A deer will spend most of their time sleeping or foraging for a short period of time when yarding or hunkering down. Often they will go without food for a few days at a time.
It is during this period of reduced activity that deer lower their metabolism, so they can use up their summer fat stores more efficiently.
Deer can exhaust themselves by traveling long distances for foraging, fleeing predators, or finding new shelters.
Deer from a herd will often help each other to forage as much food as they can during cold spells if their energy supplies are low. This can often be fatal for them.
QUESTIONS RELATED TO
IN THE WINTER, WHERE DO DEER GO?
Don’t worry if you haven’t seen many deer in the winter.

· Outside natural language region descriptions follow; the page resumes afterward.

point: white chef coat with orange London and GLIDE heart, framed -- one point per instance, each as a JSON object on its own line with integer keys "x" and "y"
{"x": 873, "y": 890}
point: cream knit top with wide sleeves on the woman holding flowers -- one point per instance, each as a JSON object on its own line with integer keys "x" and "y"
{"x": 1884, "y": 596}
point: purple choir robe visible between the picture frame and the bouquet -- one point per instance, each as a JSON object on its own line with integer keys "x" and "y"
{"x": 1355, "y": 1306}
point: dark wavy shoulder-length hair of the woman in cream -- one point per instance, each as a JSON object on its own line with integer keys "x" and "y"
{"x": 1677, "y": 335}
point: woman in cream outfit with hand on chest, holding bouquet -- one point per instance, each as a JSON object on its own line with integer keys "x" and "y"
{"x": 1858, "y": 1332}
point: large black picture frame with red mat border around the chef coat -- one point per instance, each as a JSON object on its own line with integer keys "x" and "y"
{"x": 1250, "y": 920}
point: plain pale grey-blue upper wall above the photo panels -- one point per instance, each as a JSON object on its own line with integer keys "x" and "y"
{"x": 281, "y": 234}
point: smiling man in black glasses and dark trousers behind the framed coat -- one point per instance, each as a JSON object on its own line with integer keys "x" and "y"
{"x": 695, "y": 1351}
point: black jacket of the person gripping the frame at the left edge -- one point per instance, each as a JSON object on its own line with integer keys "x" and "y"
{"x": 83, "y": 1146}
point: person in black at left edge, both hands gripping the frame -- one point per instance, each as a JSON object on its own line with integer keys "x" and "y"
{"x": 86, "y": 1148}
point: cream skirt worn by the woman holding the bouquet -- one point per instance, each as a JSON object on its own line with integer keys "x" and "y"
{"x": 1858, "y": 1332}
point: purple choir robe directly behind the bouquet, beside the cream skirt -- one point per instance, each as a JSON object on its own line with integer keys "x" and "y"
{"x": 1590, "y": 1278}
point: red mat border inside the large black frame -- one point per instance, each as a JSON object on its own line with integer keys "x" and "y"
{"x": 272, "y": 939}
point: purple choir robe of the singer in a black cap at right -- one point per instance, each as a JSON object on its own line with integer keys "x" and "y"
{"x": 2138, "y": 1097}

Deer reduce their activity as the winter conditions bring lower temperatures. To survive, they find shelter and stay there for a few days. They won’t eat during this period and will mainly sleep.
Deer will come out to forage during particularly bad weather spells. Once the weather settles for a few days, deer will come out to forage again.
Deer often choose sheltered spots for protection during these hunkering periods, such as thick forests.
Is it true that deer migrate in the winter?
It is common for white-tailed and mule deer to migrate during the winter months. They travel distances of around 8 to 15 miles in search of food and shelter.
You won’t find deer migrating long distances for warmer climates in neighboring countries because they are well adapted to survive winter conditions. Mule deer, however, have been documented in the past migrating up to 150 miles for the winter.